Getting to what I see as the meat of the debate, Justice argued that because there was no claim at the time of entry, Customs made no decision regarding GSP when it liquidated the entry. Without a decision to challenge, there can be no valid protest. To support this proposition, Customs relied on a ruling, HQ H193959 (Jul. 30, 2012). The ruling, while not a formal regulation, is entitled to judicial deference proportional to its “power to persuade.”

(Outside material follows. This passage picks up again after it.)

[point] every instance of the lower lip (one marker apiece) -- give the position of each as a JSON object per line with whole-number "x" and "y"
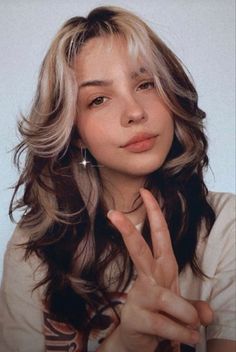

The CBP ruling was based on two prior decision of the Court of Appeals for the Federal Circuit. In Xerox and Corrpro, the Federal Circuit said that under the applicable statutes and regulations, an importer cannot first assert a NAFTA claim in a protest. The question before the CIT is whether that principle applies to GSP claims. According to the CIT, the Federal Circuit did not go that far. In fact, the Federal Circuit explicitly said it was not suggesting that an as-entered liquidation can never give rise to a protest. The decision was limited to preferential claims under NAFTA. The ruling, therefore, was not persuasive.
Form this, the CIT concluded that the post-entry GSP claim can be first asserted in a protest. In other words, there is a protestable decision.
But, is there a Denied Protest?
Customs did not affirmatively deny the protest; it rejected the protest as invalid. Since 1581(a) requires a denied protest as the basis for jurisdiction, there is an issue of whether CBP’s action constitutes a denial.
It is easy enough to conclude that what CBP did was not an allowance of the protest. Was it a denial?
This is where things turn ugly for the importer.
Let’s assume it was a denial. In that case, the summons to the Court of International Trade would be due 180 days from the date of denial. In this case, the summons was filed beyond that date, but within the 2-year period allowed under 1581(i). If 1581(a) is the proper basis for jurisdiction the case is time barred.
But, CBP did not deny the protest. If it had, Customs would have followed the required procedures including providing a reason for the denial and notifying Zojirushi of its right to seek judicial review. Everything CBP did appears to have been calculated to communicate that no denial had occurred because the protests was simply rejected as not properly filed. Consequently, the rejection cannot be interpreted as a denial.
Where does that leave Zojirushi? Not without recourse. It turns out that a rejected protest is not exactly dead. But it is not quite alive either. It has not been denied but is not exactly pending either. I am certain that as far as CBP is concerned, the issue is decided and over. What we have here is The Walking Dead of Protests. But, unlike the walkers on TV, this one can be cured.
The law provides that whenever “a protest has not been allowed or denied in whole or in part,” the protestant can force a decision by seeking accelerated disposition under 19 USC 1515(b). Under the much maligned decision in Hitachi, the protestant can do this any time, even after the 2-year period in which CBP was supposed to act. Here, Customs has neither allowed nor denied the protest, that makes it open to accelerated disposition. If the protestant takes that route, it will likely have a denied protest after 30 days, and a ticket back to Court.
Because Zojirushi can get adequate relief under 1581(a), it cannot proceed under 1581(i). That means the case is dismissed but very much alive if Zojirushi demands accelerated disposition.
I am not a fan of the result in Hitachi, though I think it is legally correct. As a matter of policy, I think CBP should required to act on a protest within the 2-year period. If it can’t do that, I think the importer deserves finality and the protest should be deemed granted. At a minimum, it should be deemed denied and open to judicial review. But, I am not Congress and that is not the law. The nice thing about this decision, is that it makes lemonade out of what I think of legislative lemons by finding a means for the protestant to get to Court when CBP. That is a good result.